短編小説 | ナノ
「こりゃ完全に風邪だな」
わたしの手の中から体温測定器を奪い取るように、彼は言った。
「そんなこと……な……」
「そんなに顔を真っ赤にして強がるんじゃない。ほら寝た寝た」
その口調はまるで、どこぞのお坊ちゃまに言い聞かせるような言い方で。彼はどこまでも世話焼きなんだなと感じた。
「大丈夫 だよ、平気……」
嘘。
体中響き渡ってる鈍い痛み。
なんだか息苦しくて、呼吸するだけでしんどいと感じる。
顔の筋肉すらもピキピキと音を鳴らして、そんな状態でも一生懸命笑顔を作った。
「大丈夫じゃないだろ。無理して、余計に悪化したらどうするんだ」
傍から見ても、どんなに強がっても、わたしの体調がすこぶる悪いのが明白なのはわかってる。
彼はそんなわたしを心配してくれているのか、少しだけ眉尻を下げた。
「……」
わかっているわ。
わたしだって子供じゃないんだから、それくらいわかってる。
体調が悪いときは休養が当たり前だし、むしろ迷惑をかけないようにしないととも思うけれど。
だけど……
「彼女、聞いてるか?」
ほら、とせかされると有無も言えない状態で、腰につけていた枕をベッドの上部に置きなおされた。
支えがなくなったことで、座ったままの体は支える力を必要として全身の筋肉に命令を。そして同時に各所から悲鳴があがる。
起きているのは辛いと身体が泣き言を言って、仕方ないからゆっくりと音を上げるスプリングを聞きながら身体を横たえた。
「今日は一日、ゆっくり休んでてくれよ」
にこ、と爽やかにに笑う君。
あまりにもその瞳が穏やかすぎて、泣きそうになってしまう。
「ごめ…ごめんなさい、ガイ」
「うん?」
「せっかく、せっかく、お休みなのに……」
やっととれたお休みで、街へ出かけようって言ってくれたのに。
わたし、すっごくすっごく嬉しくて、どれだけこの日を心待ちにしていたのかわからないよ。

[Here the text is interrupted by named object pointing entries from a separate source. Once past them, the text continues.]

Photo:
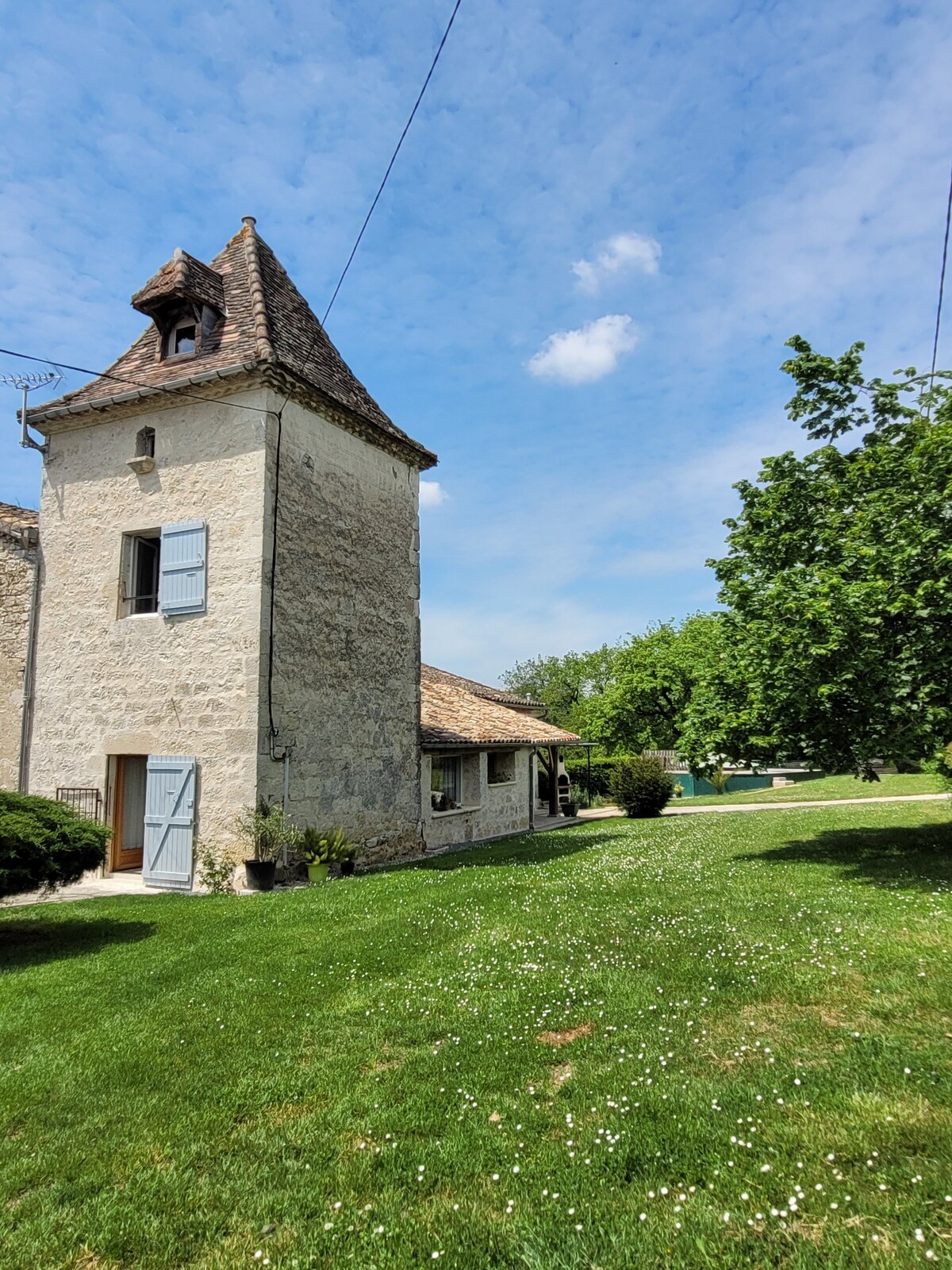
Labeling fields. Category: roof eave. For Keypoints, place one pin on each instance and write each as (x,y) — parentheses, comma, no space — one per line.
(139,394)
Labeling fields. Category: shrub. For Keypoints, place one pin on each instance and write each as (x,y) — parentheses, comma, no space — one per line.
(641,785)
(44,844)
(216,868)
(267,831)
(327,846)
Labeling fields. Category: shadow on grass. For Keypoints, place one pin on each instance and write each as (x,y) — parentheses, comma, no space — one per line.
(32,941)
(524,849)
(918,859)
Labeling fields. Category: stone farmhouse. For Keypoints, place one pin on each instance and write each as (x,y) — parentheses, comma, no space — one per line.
(226,597)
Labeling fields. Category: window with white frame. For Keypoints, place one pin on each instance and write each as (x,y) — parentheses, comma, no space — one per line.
(140,581)
(446,783)
(501,766)
(164,571)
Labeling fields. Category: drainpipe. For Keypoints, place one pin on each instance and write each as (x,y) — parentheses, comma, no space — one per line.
(532,791)
(286,780)
(29,677)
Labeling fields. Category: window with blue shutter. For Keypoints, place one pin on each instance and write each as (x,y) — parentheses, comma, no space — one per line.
(171,822)
(182,568)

なのに、なのに、当日にこんなことになってしまうなんて。
わたしって、本当にダメな女。
「バカだなぁ」
彼は一瞬目を点にして小さく吹き出したように笑うと、そう言って眉尻を下げた。
「休みだから安心したよ。今日はずっとキミを見ていられる」
仕事があったら様子を見に来るのも時間が空いてしまうだろって、枕元に座り直してそっとわたしの頭を撫でた。

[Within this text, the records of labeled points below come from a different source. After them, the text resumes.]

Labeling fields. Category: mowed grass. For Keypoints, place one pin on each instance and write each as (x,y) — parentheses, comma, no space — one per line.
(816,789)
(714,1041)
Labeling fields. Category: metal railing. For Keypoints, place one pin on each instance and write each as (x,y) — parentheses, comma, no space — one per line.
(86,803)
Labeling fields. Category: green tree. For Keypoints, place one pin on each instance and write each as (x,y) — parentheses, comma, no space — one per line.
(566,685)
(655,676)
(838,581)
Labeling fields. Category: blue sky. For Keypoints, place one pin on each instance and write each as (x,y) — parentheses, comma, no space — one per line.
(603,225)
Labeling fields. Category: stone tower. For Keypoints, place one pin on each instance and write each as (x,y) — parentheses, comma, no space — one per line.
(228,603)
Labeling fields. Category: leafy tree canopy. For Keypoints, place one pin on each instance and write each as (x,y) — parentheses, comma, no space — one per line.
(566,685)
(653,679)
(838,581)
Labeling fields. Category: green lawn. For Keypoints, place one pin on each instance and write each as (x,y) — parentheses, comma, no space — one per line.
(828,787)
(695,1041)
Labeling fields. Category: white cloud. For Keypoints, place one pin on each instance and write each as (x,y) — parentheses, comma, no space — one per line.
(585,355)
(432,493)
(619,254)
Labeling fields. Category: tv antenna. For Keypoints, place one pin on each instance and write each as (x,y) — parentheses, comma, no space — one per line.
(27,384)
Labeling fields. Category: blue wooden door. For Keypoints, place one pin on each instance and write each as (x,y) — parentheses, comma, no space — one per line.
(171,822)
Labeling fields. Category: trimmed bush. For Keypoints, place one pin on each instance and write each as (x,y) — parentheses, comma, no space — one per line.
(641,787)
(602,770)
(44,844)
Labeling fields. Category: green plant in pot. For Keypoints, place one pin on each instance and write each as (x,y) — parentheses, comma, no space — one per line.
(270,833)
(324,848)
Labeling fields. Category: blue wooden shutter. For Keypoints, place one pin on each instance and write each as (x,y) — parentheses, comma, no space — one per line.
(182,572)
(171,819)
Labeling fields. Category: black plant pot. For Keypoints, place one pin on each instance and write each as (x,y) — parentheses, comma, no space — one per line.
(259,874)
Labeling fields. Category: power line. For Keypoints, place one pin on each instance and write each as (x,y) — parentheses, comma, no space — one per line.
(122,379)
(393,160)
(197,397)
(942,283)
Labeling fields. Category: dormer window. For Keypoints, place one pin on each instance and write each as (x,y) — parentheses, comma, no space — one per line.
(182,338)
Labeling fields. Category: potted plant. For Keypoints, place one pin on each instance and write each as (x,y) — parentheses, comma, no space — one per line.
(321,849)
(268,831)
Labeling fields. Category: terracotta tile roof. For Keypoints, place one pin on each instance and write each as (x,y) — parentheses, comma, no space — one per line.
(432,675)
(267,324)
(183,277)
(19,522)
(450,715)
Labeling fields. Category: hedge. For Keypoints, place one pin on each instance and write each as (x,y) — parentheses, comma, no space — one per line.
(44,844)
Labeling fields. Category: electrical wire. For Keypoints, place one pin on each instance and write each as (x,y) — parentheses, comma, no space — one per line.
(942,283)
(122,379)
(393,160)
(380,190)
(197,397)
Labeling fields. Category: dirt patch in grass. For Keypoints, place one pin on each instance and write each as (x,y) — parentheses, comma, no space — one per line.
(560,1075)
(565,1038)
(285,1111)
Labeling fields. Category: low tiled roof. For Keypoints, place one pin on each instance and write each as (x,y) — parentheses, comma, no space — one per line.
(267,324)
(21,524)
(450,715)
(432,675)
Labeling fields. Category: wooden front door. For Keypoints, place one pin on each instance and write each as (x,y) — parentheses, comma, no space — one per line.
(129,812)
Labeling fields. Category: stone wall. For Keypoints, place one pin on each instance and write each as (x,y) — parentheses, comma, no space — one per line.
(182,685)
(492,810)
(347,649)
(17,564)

「予定は変更になったけど、一日中二人きりでいられるから俺は嬉しいよ」
無邪気に笑った彼の口から白い歯がのぞく。
息苦しい呼吸が更に困難を増して、わたしは一瞬息を止めた。
申し訳ない気持ちなんて、たったその一言で吹き飛んでしまって。
気が逸れたら本格的に熱が上がってきて、なんだか眠気が一気に襲ってきた。
「……ありが…と……」
自然に上がった頬で彼へ向くと、彼もどこか嬉しそうに微笑み返してくれる。
髪の毛をゆっくりと掬いながら、おやすみ、そんな声が最後に聞こえた気がした。
あなたと一緒にいられるのなら、
満足してしまうのは、不謹慎?
***―――――――
掲載時期:2014/5〜2014/7
前後がないお話を書くのはとても苦手だというのがわかりやすく出た文章になりました。
こちらに出すのも躊躇しましたが……、歴史は残しておこう……。